Some weeks ago I discovered some interesting historic facts about the village Herrlingen. For me it was always this cosy Swabian village with a supermarket and a train station close to my home.
From 1926-1933 there was a boarding school for Jewish children in Herrlingen. It was founded by the educator Anna Essinger who led the school according to the Montessori principles. In 1933 she emigrated with some of the children to England. And the school existed there until the end of the war as Bunce Court School in Otterdon. After 1933 the Nazis used the buildings as a temporary camp for old Jewish people before they were sent to concentration camps.
However Herrlingen seems to be realtively well-known for Erwin Rommel, the so-called desert fox. Rommel lived 2 years with his family in one of the houses that had belonged to the boarding school before. It is said that Rommel was forced to kill himself in Herrlingen in 1945. Today there is a memorial stone for Rommel and a little museum for all the German and international fans.
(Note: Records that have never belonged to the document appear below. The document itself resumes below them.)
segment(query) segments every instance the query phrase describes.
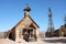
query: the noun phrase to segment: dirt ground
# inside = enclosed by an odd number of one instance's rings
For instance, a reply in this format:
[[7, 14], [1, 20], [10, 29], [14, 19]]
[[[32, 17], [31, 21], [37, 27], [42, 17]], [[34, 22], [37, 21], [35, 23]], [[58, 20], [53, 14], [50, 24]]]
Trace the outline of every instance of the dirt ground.
[[11, 41], [9, 38], [0, 38], [0, 44], [66, 44], [66, 37], [65, 38], [58, 38], [58, 37], [44, 37], [40, 38], [37, 42], [25, 42], [22, 41], [21, 43]]

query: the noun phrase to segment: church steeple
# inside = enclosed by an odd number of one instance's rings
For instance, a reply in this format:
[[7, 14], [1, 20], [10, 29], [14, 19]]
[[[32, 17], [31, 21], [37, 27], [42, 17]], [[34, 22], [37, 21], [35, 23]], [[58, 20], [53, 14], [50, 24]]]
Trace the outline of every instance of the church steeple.
[[30, 11], [31, 11], [31, 8], [29, 7], [29, 0], [26, 1], [26, 7], [24, 9], [24, 16], [29, 16], [30, 15]]

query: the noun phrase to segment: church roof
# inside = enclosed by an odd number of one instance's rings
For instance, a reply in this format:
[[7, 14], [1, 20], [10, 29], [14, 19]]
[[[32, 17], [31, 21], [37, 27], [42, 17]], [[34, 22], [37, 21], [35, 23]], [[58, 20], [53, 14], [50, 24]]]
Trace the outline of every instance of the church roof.
[[[40, 28], [31, 16], [29, 16], [29, 18], [32, 20], [32, 22], [33, 22], [37, 28]], [[25, 19], [25, 18], [23, 18], [23, 19], [22, 19], [18, 24], [15, 24], [12, 29], [16, 28], [21, 22], [24, 21], [24, 19]], [[12, 30], [12, 29], [11, 29], [11, 30]]]

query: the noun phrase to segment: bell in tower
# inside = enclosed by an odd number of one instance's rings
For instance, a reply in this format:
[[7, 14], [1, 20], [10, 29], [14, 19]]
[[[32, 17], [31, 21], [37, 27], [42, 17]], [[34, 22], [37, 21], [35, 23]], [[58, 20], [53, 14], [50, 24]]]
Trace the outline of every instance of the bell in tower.
[[30, 11], [31, 11], [31, 8], [29, 7], [29, 3], [26, 3], [26, 7], [24, 9], [24, 16], [30, 16]]

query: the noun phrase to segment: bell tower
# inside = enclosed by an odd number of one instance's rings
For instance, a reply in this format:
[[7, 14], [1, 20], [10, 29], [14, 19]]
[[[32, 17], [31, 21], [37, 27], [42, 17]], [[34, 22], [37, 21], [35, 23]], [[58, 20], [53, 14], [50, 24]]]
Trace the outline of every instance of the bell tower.
[[66, 15], [64, 16], [64, 25], [66, 28]]
[[26, 7], [24, 9], [24, 16], [30, 16], [31, 8], [29, 7], [29, 0], [26, 0]]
While the whole Rommel-history seems to be documented quite well, there is little to find out about the Jewish history that ended in the 1930s in Herrlingen. The organisation for tracking Jewish roots in Southern Germany, Alemannia Judaica, has documented a lot of facts about Anna Essinger and her school. And there is PDF-article with pictures from the boarding school. (both in German)
Only some years ago the life and works of Richard Liebermann, a deaf painter, were rediscovered. He was teaching art classes in the Herrlingen boarding school. In 1940 he was sent to concentration camps in France, he survived and stayed in France after the war.